Morningstar has upgraded the Fidelity Future Leaders Fund to its exclusive ‘gold’ rating, citing the fund’s “most disciplined and well-articulated investment processes”.
The fund is an actively managed, diversified portfolio of 40 to 70 small to mid-cap Australian shares and has been managed by James Abela since its inception in July 2013.
The stock selection focuses on attractively valued companies with strong competitive positioning and sound company management.
Morningstar says: “Our conviction in Fidelity Future Leaders has strengthened to the highest level. This strategy stands out from the field as one of the best options in the small-cap Australian equities category.”
The fund achieved strong outperformance against relevant benchmarks with the one-year return at 11.6 per cent compared with the benchmark S&P/ASX Mid Small Index at 2.9 per cent over the same period.
The three-year average annual return was 15.2 per cent compared with the benchmark at 11.4 per cent.

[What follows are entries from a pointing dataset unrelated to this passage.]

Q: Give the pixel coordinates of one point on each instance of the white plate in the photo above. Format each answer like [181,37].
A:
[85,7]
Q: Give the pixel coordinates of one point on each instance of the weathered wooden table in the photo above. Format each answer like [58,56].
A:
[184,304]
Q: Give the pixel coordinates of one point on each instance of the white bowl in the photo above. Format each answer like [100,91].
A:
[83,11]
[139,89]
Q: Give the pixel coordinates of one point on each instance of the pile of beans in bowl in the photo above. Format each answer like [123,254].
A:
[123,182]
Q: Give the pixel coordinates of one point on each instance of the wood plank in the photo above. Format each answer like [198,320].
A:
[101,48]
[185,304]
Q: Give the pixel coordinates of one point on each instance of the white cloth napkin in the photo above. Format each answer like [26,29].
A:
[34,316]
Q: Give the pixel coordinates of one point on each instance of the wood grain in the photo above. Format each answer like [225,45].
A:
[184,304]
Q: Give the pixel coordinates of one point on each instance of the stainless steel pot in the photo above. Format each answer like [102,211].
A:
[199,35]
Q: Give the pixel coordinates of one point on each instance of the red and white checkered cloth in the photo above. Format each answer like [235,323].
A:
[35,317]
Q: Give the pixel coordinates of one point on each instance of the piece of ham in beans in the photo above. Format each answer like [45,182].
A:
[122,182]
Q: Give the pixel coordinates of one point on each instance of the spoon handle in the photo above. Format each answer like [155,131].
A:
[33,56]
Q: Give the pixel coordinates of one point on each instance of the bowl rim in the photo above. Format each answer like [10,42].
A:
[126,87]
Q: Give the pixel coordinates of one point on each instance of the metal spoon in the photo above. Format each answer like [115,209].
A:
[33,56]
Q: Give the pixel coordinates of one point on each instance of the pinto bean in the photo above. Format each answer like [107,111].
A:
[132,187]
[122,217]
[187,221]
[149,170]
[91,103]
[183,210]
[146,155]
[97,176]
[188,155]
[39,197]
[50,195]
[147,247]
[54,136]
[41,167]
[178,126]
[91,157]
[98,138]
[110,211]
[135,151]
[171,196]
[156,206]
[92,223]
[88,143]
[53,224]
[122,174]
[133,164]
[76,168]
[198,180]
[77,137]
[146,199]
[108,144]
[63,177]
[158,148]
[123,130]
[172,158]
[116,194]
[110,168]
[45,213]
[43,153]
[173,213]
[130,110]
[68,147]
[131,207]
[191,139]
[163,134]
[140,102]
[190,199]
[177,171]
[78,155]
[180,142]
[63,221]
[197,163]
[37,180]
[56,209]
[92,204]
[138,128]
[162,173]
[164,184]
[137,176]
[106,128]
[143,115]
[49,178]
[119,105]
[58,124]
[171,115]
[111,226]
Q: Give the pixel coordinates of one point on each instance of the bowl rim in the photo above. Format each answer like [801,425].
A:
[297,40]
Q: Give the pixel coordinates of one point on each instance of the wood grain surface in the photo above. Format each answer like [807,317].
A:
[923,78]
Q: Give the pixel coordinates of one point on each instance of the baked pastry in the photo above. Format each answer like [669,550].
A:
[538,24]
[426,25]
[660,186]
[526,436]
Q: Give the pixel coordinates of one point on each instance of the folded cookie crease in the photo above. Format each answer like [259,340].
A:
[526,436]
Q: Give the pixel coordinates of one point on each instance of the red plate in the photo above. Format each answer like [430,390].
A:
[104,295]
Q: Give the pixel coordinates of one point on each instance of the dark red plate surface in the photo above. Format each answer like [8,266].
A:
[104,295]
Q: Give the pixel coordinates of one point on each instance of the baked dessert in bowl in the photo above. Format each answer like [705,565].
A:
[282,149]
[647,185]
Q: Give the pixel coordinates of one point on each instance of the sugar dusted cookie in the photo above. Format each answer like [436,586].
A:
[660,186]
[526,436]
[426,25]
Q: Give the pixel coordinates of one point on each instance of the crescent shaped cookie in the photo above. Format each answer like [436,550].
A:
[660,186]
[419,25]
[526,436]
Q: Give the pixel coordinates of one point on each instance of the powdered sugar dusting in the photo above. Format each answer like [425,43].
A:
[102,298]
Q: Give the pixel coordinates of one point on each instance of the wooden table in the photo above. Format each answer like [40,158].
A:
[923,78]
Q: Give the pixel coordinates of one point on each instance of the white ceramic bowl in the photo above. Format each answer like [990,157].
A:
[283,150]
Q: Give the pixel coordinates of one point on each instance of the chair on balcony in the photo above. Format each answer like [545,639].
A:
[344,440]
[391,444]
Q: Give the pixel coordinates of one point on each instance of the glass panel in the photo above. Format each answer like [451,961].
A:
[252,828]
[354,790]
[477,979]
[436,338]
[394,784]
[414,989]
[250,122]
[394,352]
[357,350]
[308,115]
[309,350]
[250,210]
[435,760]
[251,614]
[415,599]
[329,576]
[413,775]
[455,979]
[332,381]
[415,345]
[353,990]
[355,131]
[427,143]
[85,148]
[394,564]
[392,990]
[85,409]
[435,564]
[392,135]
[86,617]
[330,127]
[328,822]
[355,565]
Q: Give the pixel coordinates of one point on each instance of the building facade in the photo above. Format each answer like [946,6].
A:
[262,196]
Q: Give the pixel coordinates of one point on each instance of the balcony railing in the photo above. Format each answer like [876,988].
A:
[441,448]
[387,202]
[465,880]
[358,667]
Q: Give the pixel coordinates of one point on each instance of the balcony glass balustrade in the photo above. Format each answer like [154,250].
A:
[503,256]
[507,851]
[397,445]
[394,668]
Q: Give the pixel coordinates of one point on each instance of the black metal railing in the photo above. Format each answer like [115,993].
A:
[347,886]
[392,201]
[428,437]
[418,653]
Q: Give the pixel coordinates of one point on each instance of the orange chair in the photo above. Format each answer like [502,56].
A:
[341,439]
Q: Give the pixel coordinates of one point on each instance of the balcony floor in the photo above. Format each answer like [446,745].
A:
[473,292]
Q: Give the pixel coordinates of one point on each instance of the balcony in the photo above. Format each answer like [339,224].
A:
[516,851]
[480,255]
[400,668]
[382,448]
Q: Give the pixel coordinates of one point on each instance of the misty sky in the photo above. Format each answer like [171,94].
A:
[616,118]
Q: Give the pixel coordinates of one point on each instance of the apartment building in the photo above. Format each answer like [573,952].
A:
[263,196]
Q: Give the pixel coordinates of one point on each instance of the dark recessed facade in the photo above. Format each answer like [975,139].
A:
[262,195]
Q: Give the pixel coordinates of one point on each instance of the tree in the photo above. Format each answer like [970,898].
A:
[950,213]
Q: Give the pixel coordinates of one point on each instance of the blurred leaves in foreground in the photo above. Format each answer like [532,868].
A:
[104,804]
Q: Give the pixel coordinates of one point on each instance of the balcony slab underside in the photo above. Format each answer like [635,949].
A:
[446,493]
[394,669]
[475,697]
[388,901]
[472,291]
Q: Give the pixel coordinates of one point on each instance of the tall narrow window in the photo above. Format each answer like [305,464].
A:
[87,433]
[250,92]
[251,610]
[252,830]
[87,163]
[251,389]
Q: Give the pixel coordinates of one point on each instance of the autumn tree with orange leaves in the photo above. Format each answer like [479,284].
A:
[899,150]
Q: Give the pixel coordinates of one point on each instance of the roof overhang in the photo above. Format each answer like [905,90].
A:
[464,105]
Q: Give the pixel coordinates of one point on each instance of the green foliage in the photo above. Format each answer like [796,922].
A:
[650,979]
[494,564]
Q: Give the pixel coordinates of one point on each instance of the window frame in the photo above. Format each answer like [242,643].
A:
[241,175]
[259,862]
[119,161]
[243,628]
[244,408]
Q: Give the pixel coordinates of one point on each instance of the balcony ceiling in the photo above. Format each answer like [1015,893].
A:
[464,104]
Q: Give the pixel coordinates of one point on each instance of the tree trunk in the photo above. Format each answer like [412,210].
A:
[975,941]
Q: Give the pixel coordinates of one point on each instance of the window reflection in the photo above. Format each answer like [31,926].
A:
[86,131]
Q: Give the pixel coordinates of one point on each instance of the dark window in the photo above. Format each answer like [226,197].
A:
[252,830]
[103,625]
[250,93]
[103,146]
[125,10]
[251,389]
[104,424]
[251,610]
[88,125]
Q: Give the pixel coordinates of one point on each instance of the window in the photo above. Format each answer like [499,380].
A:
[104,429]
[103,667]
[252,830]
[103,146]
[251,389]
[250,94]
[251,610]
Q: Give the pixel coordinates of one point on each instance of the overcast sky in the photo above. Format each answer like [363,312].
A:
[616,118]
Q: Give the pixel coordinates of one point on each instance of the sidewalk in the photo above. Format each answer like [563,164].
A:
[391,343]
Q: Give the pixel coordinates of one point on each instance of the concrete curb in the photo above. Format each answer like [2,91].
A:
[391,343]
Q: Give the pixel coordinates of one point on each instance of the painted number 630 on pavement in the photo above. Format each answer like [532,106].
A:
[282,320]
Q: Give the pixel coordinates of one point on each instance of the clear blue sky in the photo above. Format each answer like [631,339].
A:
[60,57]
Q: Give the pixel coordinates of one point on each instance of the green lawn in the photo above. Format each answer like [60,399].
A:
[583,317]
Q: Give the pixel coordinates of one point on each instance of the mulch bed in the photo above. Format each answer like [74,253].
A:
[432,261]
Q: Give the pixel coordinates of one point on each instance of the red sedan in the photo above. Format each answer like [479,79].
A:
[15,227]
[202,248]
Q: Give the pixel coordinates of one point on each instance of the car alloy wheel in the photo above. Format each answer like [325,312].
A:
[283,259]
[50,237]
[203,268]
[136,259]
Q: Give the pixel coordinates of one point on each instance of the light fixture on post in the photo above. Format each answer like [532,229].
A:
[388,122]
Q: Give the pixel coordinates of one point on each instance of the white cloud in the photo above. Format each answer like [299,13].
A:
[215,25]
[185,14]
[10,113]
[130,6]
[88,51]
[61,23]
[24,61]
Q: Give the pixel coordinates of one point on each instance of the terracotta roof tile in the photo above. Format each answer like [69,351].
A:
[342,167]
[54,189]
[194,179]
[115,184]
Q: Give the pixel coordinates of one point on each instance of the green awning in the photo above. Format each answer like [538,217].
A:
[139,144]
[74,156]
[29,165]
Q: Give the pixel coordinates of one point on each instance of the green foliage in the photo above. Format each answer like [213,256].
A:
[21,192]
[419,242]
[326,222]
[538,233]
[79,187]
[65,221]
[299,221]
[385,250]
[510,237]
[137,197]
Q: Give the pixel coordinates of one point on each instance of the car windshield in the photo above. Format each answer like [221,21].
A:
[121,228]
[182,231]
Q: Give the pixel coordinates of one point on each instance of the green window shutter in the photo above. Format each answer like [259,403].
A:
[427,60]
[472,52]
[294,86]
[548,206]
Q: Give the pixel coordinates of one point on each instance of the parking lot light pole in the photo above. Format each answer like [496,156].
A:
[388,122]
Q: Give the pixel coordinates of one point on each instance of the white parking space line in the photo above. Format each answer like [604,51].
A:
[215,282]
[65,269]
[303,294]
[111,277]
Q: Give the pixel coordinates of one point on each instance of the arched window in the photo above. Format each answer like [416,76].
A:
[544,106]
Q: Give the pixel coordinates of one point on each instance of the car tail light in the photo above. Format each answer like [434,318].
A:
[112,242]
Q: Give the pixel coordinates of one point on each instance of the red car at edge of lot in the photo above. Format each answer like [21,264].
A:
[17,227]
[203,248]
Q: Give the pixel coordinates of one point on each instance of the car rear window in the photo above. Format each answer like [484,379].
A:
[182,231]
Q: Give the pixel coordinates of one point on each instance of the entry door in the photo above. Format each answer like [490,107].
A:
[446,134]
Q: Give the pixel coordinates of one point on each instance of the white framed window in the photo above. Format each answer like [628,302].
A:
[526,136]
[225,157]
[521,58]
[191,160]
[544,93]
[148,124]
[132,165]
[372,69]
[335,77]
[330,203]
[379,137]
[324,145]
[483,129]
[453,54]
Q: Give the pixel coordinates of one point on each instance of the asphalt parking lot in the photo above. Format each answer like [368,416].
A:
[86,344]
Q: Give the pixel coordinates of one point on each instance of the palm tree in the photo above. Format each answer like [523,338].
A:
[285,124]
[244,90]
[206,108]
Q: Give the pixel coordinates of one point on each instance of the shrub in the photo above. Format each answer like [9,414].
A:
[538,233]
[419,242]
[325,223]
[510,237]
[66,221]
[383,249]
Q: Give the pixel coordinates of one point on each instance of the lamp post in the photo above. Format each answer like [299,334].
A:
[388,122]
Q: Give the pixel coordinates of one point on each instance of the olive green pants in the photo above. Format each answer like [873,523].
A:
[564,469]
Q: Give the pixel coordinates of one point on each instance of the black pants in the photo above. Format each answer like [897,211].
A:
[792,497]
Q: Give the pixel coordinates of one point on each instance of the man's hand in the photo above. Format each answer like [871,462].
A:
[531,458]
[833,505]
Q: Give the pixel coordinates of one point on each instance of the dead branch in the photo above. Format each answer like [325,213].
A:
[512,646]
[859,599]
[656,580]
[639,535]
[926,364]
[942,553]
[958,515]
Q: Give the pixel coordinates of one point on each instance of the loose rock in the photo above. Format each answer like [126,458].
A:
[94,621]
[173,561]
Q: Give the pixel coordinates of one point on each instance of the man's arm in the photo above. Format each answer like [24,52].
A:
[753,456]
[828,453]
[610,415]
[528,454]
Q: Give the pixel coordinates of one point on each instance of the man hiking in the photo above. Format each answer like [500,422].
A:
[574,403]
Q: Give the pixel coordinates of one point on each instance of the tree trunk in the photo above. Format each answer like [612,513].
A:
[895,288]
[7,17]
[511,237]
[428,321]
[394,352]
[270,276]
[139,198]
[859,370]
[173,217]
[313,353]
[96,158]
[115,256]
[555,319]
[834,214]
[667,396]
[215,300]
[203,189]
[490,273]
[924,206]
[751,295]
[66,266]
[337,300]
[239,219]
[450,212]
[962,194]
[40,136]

The average annual return since the fund’s 2013 inception was 15.4 per cent compared to 11.1 per cent for the benchmark.
The fund fell into the bottom quartile in 2016 because of its underweight position in a resurgent materials sector. Performance picked up in the last two years due to investments in software company Altium, logistics fintech WiseTech Global and medical imaging group Pro Medicus.
Morningstar says: “Although the fund is yet to traverse a full market cycle, it has successfully navigated the volatility and major events during the past few years, with overall promising performance.”
Abela strategically structures the portfolio to have 30 to 50 per cent in quality stocks, followed by 20 to 40 per cent in momentum stocks, 10 to 30 per cent in transition stocks, and 0 to 20 per cent in value stocks.
The investment process screens 100 Australian small to mid-cap companies based on viability (pricing power, strong opportunities, and high return on equity), sustainability (solid industry position, strong positive cash flow, and ability to withstand competitive pressures), and credibility (quality of the business and management).
Morningstar says: “Key aspects of this fundamental stock analysis approach are site visits, management meetings, investigating competitors, industry structure analysis, financial modelling, and valuation assessment.”
Following this, Abela scores the stocks out of 10 for these three pillars and the final portfolio is typically overweight companies that demonstrate stronger-than-average viability, sustainability and credibility.
Morningstar says: “This strategy’s success is highly dependent on Abela’s own judicious investment skill. Admittedly key-person risk is high, but we have faith Abela will continue to exhibit loyalty to his current employer and investors for many years to come.”
The top 10 holdings include medical manufacturer ResMed; software company Altium; Magellan Financial Group; Fisher and Paykel Healthcare; real estate fund Charter Hall; gold producer Northern Star Resources; resources engineering group WorleyParsons; accounting software provider Xero; online real estate advertising company REA Group; and global testing and laboratory services company ALS Ltd.
Morningstar says: “The cost is reasonable given there is no performance fee on top of the 1.2 per cent base, given the benchmark hasn’t been an overly difficult hurdle for the average small-cap manager to beat.”